Ender's Game (Ender's Saga 1) - Page 33

"Thanks."

She said nothing, just turned around again and walked down the aisle. Ender climbed back up on his bunk and finished taking off his uniform. He lay naked on the bed, doodling with his new desk, trying to decide if they had done anything to his access codes. Sure enough, they had wiped out his security system. He couldn't own anything here, not even his desk.

The lights dimmed a little. Getting toward bedtime. Ender didn't know which bathroom to use.

"Go left out of the door," said the boy on the next bunk. "We share it with Rat, Condor, and Squirrel."

Ender thanked him and started to walk on past.

"Hey," said the boy. "You can't go like that.

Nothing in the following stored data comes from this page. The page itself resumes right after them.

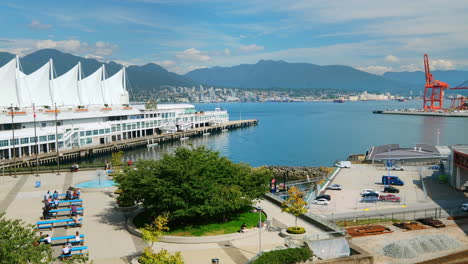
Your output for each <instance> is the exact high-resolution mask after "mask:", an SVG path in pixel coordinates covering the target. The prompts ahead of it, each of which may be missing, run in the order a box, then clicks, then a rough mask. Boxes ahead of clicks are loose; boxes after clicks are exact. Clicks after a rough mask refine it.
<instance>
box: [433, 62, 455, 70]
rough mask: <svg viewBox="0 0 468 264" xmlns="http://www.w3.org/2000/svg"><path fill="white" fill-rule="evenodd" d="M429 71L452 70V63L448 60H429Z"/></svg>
mask: <svg viewBox="0 0 468 264" xmlns="http://www.w3.org/2000/svg"><path fill="white" fill-rule="evenodd" d="M429 63H430V66H431V69H433V70H452V69H453V68H454V65H453V62H452V61H450V60H429Z"/></svg>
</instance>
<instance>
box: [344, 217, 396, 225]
mask: <svg viewBox="0 0 468 264" xmlns="http://www.w3.org/2000/svg"><path fill="white" fill-rule="evenodd" d="M399 222H402V220H400V219H392V218H382V219H380V218H375V219H359V220H344V221H337V222H336V225H337V226H340V227H350V226H362V225H374V224H388V223H391V224H393V223H399Z"/></svg>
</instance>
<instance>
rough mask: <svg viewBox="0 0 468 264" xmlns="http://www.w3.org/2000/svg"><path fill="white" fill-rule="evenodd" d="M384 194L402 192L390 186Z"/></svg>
mask: <svg viewBox="0 0 468 264" xmlns="http://www.w3.org/2000/svg"><path fill="white" fill-rule="evenodd" d="M384 192H386V193H399V192H400V190H399V189H398V188H395V187H393V186H388V187H385V188H384Z"/></svg>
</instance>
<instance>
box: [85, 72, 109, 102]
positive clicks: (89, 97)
mask: <svg viewBox="0 0 468 264" xmlns="http://www.w3.org/2000/svg"><path fill="white" fill-rule="evenodd" d="M102 72H103V68H102V67H100V68H99V69H97V70H96V71H95V72H94V73H92V74H91V75H89V76H88V77H86V78H84V79H81V80H80V81H79V96H80V102H81V104H82V105H104V99H103V98H102V88H101V83H102Z"/></svg>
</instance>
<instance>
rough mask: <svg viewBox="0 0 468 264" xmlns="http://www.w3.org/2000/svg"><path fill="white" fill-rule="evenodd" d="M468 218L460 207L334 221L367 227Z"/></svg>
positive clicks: (339, 218) (381, 214) (341, 218)
mask: <svg viewBox="0 0 468 264" xmlns="http://www.w3.org/2000/svg"><path fill="white" fill-rule="evenodd" d="M449 216H451V217H457V216H468V212H464V211H462V210H461V208H460V207H451V208H440V207H433V208H425V209H419V210H399V211H395V212H369V213H368V214H362V213H361V212H360V213H356V215H354V216H352V215H351V216H346V217H335V218H334V219H333V220H332V221H333V222H335V223H336V224H337V225H339V226H343V225H366V224H377V223H388V222H403V221H415V220H417V219H420V218H426V217H432V218H435V219H438V218H446V217H449Z"/></svg>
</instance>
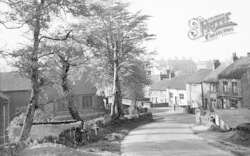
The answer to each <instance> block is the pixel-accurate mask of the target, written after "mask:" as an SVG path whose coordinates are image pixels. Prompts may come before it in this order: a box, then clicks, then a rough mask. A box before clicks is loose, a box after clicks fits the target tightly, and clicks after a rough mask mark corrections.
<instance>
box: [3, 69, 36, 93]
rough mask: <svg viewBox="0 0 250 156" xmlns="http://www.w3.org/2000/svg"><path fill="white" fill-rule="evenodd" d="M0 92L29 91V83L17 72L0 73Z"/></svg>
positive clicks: (30, 86) (22, 76) (24, 78)
mask: <svg viewBox="0 0 250 156" xmlns="http://www.w3.org/2000/svg"><path fill="white" fill-rule="evenodd" d="M0 90H1V91H20V90H31V82H30V80H29V79H28V78H26V77H23V76H21V75H20V74H19V73H17V72H3V73H0Z"/></svg>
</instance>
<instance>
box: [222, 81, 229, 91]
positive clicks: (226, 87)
mask: <svg viewBox="0 0 250 156" xmlns="http://www.w3.org/2000/svg"><path fill="white" fill-rule="evenodd" d="M223 92H228V82H227V81H223Z"/></svg>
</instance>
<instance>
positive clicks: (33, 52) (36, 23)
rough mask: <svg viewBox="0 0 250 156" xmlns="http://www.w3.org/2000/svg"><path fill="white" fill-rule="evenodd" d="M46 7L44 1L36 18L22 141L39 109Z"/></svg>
mask: <svg viewBox="0 0 250 156" xmlns="http://www.w3.org/2000/svg"><path fill="white" fill-rule="evenodd" d="M43 5H44V1H43V0H42V1H41V2H40V4H38V5H37V8H36V16H35V17H34V18H35V20H34V21H35V23H34V24H35V26H34V32H33V33H34V34H33V36H34V44H33V52H32V56H31V58H30V62H31V63H30V66H31V67H30V68H31V73H30V74H31V83H32V92H31V98H30V103H29V105H28V108H27V111H26V116H25V120H24V124H23V128H22V132H21V136H20V141H25V140H26V139H27V138H28V137H29V134H30V131H31V127H32V123H33V118H34V114H35V110H36V108H37V107H38V100H39V98H38V97H39V89H40V85H39V81H38V74H39V73H38V48H39V35H40V30H41V24H40V20H41V10H42V7H43Z"/></svg>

Uniforms at all times out of this room."

"Even going to the toilet?"

"Especially. And you're forbidden to speak to anyone from any other army. At meals or in the toilet. You can get away with it sometimes in the game room, and of course whenever a teacher tells you to. But if Bonzo catch you, you dead, eh?"

"Thanks."

"And, uh, Bonzo get mad if you skin by Petra."

"She was naked when I came in, wasn't she?"

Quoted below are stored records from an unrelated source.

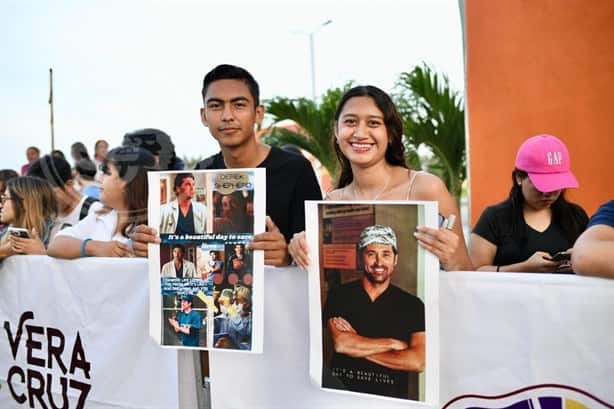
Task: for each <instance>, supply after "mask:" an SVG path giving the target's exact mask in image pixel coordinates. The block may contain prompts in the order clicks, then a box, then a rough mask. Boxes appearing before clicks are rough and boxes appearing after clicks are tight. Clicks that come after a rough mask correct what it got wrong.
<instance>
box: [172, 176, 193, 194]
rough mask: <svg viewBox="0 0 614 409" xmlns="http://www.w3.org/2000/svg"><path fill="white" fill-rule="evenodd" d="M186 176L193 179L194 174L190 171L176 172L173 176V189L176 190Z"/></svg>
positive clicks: (176, 191)
mask: <svg viewBox="0 0 614 409" xmlns="http://www.w3.org/2000/svg"><path fill="white" fill-rule="evenodd" d="M188 178H191V179H194V175H193V174H192V173H177V176H175V182H174V183H173V190H174V191H175V192H177V188H178V187H181V184H182V183H183V180H184V179H188Z"/></svg>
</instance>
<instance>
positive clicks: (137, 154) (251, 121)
mask: <svg viewBox="0 0 614 409" xmlns="http://www.w3.org/2000/svg"><path fill="white" fill-rule="evenodd" d="M202 98H203V107H202V108H201V121H202V123H203V125H204V126H206V127H208V128H209V130H210V132H211V134H212V136H213V137H214V139H215V140H216V141H217V142H218V144H219V146H220V152H219V153H218V154H216V155H214V156H212V157H210V158H207V159H205V160H203V161H201V162H200V163H198V165H197V166H196V169H226V168H254V167H260V168H265V169H266V173H267V179H266V185H267V186H266V188H267V199H266V213H267V218H266V231H265V232H262V233H259V234H256V235H255V236H254V240H253V242H252V243H250V244H248V247H247V249H249V250H264V254H265V264H268V265H288V264H290V263H291V262H295V263H296V264H298V265H299V266H301V267H307V266H308V265H309V262H310V259H309V249H308V247H307V244H306V241H305V235H304V232H303V231H304V229H305V214H304V202H305V200H319V199H322V196H321V191H320V187H319V184H318V182H317V178H316V176H315V174H314V172H313V169H312V167H311V165H310V163H309V162H308V161H307V160H306V159H305V158H303V157H301V156H299V155H296V154H294V153H290V152H288V151H285V150H282V149H279V148H277V147H271V146H267V145H265V144H263V143H261V142H259V141H258V140H257V139H256V135H255V129H256V124H257V123H259V122H260V121H261V120H262V118H263V115H264V108H263V106H262V105H261V104H260V100H259V86H258V83H257V82H256V81H255V79H254V78H253V77H252V75H251V74H250V73H249V72H247V71H246V70H244V69H242V68H240V67H236V66H231V65H220V66H217V67H215V68H214V69H213V70H212V71H210V72H209V73H207V75H206V76H205V77H204V81H203V87H202ZM402 132H403V127H402V122H401V119H400V116H399V114H398V111H397V108H396V107H395V105H394V103H393V101H392V99H391V98H390V96H389V95H388V94H387V93H385V92H384V91H382V90H380V89H379V88H377V87H374V86H357V87H354V88H352V89H350V90H349V91H347V92H346V93H345V95H343V97H342V98H341V100H340V102H339V104H338V106H337V110H336V112H335V117H334V132H333V135H331V149H334V150H335V153H336V154H337V158H338V161H339V164H340V168H341V174H340V177H339V180H338V184H337V188H336V189H335V190H333V191H331V192H328V193H327V194H326V199H327V200H328V199H330V200H337V201H344V200H430V201H437V202H438V204H439V212H440V216H441V218H442V219H449V218H450V217H451V216H452V217H453V218H454V217H456V218H458V215H459V209H458V208H457V206H456V203H455V201H454V199H453V198H452V196H451V195H450V193H449V192H448V190H447V189H446V187H445V185H444V183H443V182H442V180H441V179H440V178H438V177H437V176H434V175H432V174H429V173H427V172H423V171H420V170H416V169H410V168H408V166H407V165H406V163H405V160H404V147H403V143H402ZM70 156H71V158H72V161H73V165H72V166H71V165H70V164H69V162H68V160H67V159H66V157H65V156H64V154H63V153H62V152H61V151H53V152H50V153H49V154H47V155H44V156H41V153H40V150H39V149H38V148H37V147H35V146H30V147H28V148H27V149H26V157H27V160H28V162H27V163H26V164H25V165H24V166H23V167H22V168H21V173H20V174H18V173H17V172H16V171H13V170H10V169H5V170H1V171H0V189H1V192H2V209H1V213H0V222H1V226H0V229H1V233H0V234H1V236H0V258H5V257H9V256H12V255H14V254H48V255H50V256H53V257H59V258H78V257H89V256H119V257H129V256H146V255H147V248H148V244H149V243H159V242H160V238H159V235H158V230H157V229H155V228H152V227H148V226H147V176H146V175H147V172H148V171H150V170H181V169H183V168H184V164H183V162H182V161H181V159H180V158H179V157H178V156H177V155H176V152H175V148H174V145H173V143H172V141H171V138H170V136H168V135H167V134H166V133H164V132H163V131H160V130H158V129H142V130H139V131H136V132H130V133H127V134H126V135H124V137H123V140H122V144H121V145H120V146H118V147H115V148H113V149H111V150H109V144H108V142H107V141H104V140H99V141H97V142H96V144H95V146H94V155H93V158H91V157H90V155H89V153H88V150H87V147H86V146H85V145H84V144H83V143H81V142H76V143H74V144H73V145H72V146H71V152H70ZM181 175H182V177H177V178H176V179H175V186H174V190H175V192H176V194H177V200H176V202H177V203H176V204H175V205H174V206H175V207H173V206H172V203H171V204H169V208H168V212H167V213H168V217H167V218H168V220H169V221H168V223H167V224H168V226H171V225H172V226H175V224H176V223H181V220H180V218H179V217H176V216H177V213H181V212H178V211H177V209H178V208H180V207H181V206H192V207H193V206H194V203H192V202H191V201H190V200H189V199H190V197H191V196H190V195H189V193H190V189H193V183H194V176H193V175H192V174H191V173H184V174H181ZM577 187H579V183H578V181H577V180H576V178H575V177H574V176H573V174H572V172H571V163H570V155H569V152H568V150H567V147H566V146H565V144H564V142H563V141H561V140H560V139H558V138H556V137H555V136H552V135H538V136H534V137H531V138H528V139H527V140H526V141H525V142H524V143H523V144H522V145H521V146H520V147H519V150H518V153H517V157H516V161H515V164H514V168H513V170H512V187H511V190H510V193H509V196H508V197H507V198H506V199H505V200H504V201H502V202H501V203H498V204H493V205H492V206H490V207H488V208H487V209H486V210H485V211H484V212H483V214H482V215H481V216H480V218H479V221H478V222H477V224H476V225H475V227H474V229H473V232H472V234H471V240H470V245H469V246H467V245H466V242H465V238H464V236H463V232H462V229H461V223H456V224H455V225H454V226H450V228H444V227H445V226H443V227H442V228H432V227H424V226H420V227H418V229H417V231H416V232H415V237H416V239H417V240H418V242H419V243H420V245H421V246H423V247H424V248H425V249H427V250H428V251H430V252H432V253H433V254H435V255H436V256H437V257H438V258H439V261H440V264H441V267H442V268H443V269H445V270H484V271H497V272H498V271H505V272H515V271H516V272H550V273H552V272H560V273H564V272H568V273H569V272H579V273H586V274H595V275H604V276H614V272H613V271H612V269H613V267H612V266H613V265H614V263H612V262H611V261H612V260H611V258H612V257H613V256H612V254H614V252H612V251H608V250H611V249H612V248H613V247H612V240H614V237H613V236H614V230H613V229H612V227H613V226H614V221H613V217H614V215H613V214H612V213H613V211H614V210H613V208H614V204H613V203H614V202H609V203H606V204H604V205H603V206H602V207H601V208H600V209H599V211H598V212H597V214H596V215H595V216H594V217H593V218H590V219H589V217H588V215H587V214H586V212H585V211H584V210H583V209H582V208H581V207H580V206H579V205H577V204H574V203H570V202H569V201H568V200H567V199H566V197H565V191H566V189H569V188H577ZM184 193H185V194H184ZM220 204H221V212H219V213H220V215H219V216H217V217H216V218H215V225H216V229H217V230H219V231H225V230H226V227H227V225H230V224H232V223H244V220H243V219H242V218H241V217H239V216H237V214H238V215H241V214H243V213H245V200H244V198H242V197H239V196H236V197H235V196H233V195H228V196H224V197H220ZM195 210H198V212H202V210H203V209H195ZM198 212H197V213H198ZM163 225H164V226H165V227H164V228H165V229H166V227H168V226H167V225H166V224H163ZM172 226H171V227H172ZM198 227H199V226H196V225H195V226H194V227H193V229H194V230H195V231H197V230H199V229H198ZM169 228H170V227H169ZM173 230H175V229H173Z"/></svg>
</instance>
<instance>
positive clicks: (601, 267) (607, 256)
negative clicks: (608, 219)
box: [571, 224, 614, 278]
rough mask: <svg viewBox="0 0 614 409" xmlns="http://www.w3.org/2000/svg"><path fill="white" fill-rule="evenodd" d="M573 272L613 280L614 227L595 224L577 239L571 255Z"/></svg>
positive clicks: (613, 255) (613, 261)
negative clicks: (596, 224) (577, 239)
mask: <svg viewBox="0 0 614 409" xmlns="http://www.w3.org/2000/svg"><path fill="white" fill-rule="evenodd" d="M571 265H572V267H573V270H574V272H576V273H577V274H582V275H592V276H599V277H609V278H614V227H610V226H608V225H605V224H597V225H593V226H591V227H589V228H588V229H587V230H586V231H584V233H582V234H581V235H580V237H578V240H576V243H575V244H574V247H573V252H572V253H571Z"/></svg>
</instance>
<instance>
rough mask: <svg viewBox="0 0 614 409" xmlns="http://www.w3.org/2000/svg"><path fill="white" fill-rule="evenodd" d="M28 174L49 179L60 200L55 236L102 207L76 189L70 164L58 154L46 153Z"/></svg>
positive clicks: (51, 234) (57, 195)
mask: <svg viewBox="0 0 614 409" xmlns="http://www.w3.org/2000/svg"><path fill="white" fill-rule="evenodd" d="M28 176H34V177H38V178H41V179H45V180H47V181H48V182H49V183H50V184H51V187H52V188H53V193H54V194H55V197H56V199H57V201H58V217H57V220H56V225H55V227H54V229H53V231H52V232H51V237H52V238H53V237H54V236H55V235H56V234H57V233H58V232H59V231H60V230H62V229H64V228H66V227H70V226H74V225H75V224H77V223H78V222H79V220H82V219H84V218H85V217H86V216H87V215H89V214H94V213H95V212H97V211H99V210H101V209H102V207H103V206H102V204H101V203H100V202H98V201H97V200H95V199H91V198H88V197H87V196H85V195H83V194H81V193H80V192H78V191H77V190H76V189H75V186H74V180H73V177H72V172H71V169H70V164H69V163H68V162H67V161H66V160H65V159H62V158H60V157H58V156H52V155H45V156H43V157H42V158H40V159H39V160H37V161H36V162H34V163H33V164H32V165H31V166H30V170H29V171H28Z"/></svg>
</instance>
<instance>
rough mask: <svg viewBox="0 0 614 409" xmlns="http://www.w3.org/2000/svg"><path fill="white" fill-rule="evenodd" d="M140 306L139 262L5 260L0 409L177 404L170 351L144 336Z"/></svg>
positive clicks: (1, 358) (3, 268) (142, 291)
mask: <svg viewBox="0 0 614 409" xmlns="http://www.w3.org/2000/svg"><path fill="white" fill-rule="evenodd" d="M148 304H149V293H148V286H147V263H146V260H143V259H110V258H87V259H80V260H76V261H65V260H54V259H51V258H49V257H47V256H13V257H9V258H8V259H6V260H4V261H3V262H2V264H0V322H1V324H2V326H3V328H2V329H0V332H1V333H0V382H1V384H0V407H2V408H10V407H30V408H54V407H55V408H62V407H63V408H70V409H73V408H81V407H87V408H115V409H116V408H152V409H153V408H160V409H169V408H178V407H180V397H179V393H178V370H177V351H173V350H164V349H162V348H160V347H159V346H158V345H156V343H155V342H154V340H153V339H151V338H150V337H149V333H148V324H149V321H148V317H149V314H148V313H149V311H148ZM193 384H194V383H192V385H193ZM198 384H200V381H199V382H198ZM190 398H191V399H194V392H193V393H192V396H190ZM65 404H66V405H67V406H64V405H65Z"/></svg>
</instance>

"She do what she like, but you keep you clothes on. Bonzo's orders." That was stupid. Petra still looked like a boy, it was a stupid rule. It set her apart, made her different, split the army. Stupid stupid. How did Bonzo get to be a commander, if he didn't know better than that? Alai would be a better commander than Bonzo. He knew how to bring a group together.

I know to bring a group together, too, thought Ender. Maybe I'll be commander someday.

In the bathroom, he was washing his hands when somebody spoke to him. "Hey, they putting babies in Salamander uniforms now?"

Ender didn't answer. Just dried off his hands.

"Hey, look! Salamander's getting babies now! Look at this! He could walk between my legs without touching my balls!"

"Cause you got none, Dink, that's why," somebody answered.

 

; As Ender left the room, he heard somebody else say, "It's Wiggin. You know, the smartass Launchie from the game room."

He walked down the corridor smiling. He may be short, but they knew his name. From the game room, of course, so it meant nothing. But they'd see. He'd be a good soldier, too. They'd all know his name soon enough. Not in Salamander Army, maybe, but soon enough.

Petra was waiting in the corridor that led to the battleroom. "Wait a minute," she said to Ender. "Rabbit Army just went in, and it takes a few minutes to change to the next battleroom."

Ender sat down beside her. "There's more to the battleroom than just switching from one to the next," he said. "For instance, why is there gravity in the corridor outside the room, just before we go in?"

Petra closed her eyes. "And if the battlerooms are really free-floating, what happens when one is connected? Why doesn't it start to move with the rotation of the school?"

Ender nodded.

"These are the mysteries," Petra said in a deep whisper. "Do not pry into them. Terrible things happened to the last soldier who tried. He was discovered hanging by his feet from the ceiling of the bathroom, with his head stuffed in the toilet."

Of course she was joking, but the message was clear. "So I'm not the first person to ask the question."

"You remember this, little boy." When she said little boy it sounded friendly, not contemptuous. "They never tell you any more truth than they have to. But any kid with brains knows that there've been some changes in science since the days of old Mazer Rackham and the Victorious Fleet. Obviously we can now control gravity. Turn it on and off, change the direction, maybe reflect it--I've thought of lots of neat things you could do with gravity weapons and gravity drives on starships. And think how starships could move near planets. Maybe tear big chunks out of them by reflecting the planet's own gravity back on itself, only from another direction, and focused down to a smaller point. But they say nothing."

Ender understood more than she said. Manipulation of gravity was one thing; deception by the officers was another; but the most important message was this: the adults are the enemy, not the other armies. They do not tell us the truth.

"Come, little boy," she said. "The battleroom is ready. Petra's hands are steady. The enemy is deadly." She giggled. "Petra the poet, they call me."

"They also say you're crazy as a loon."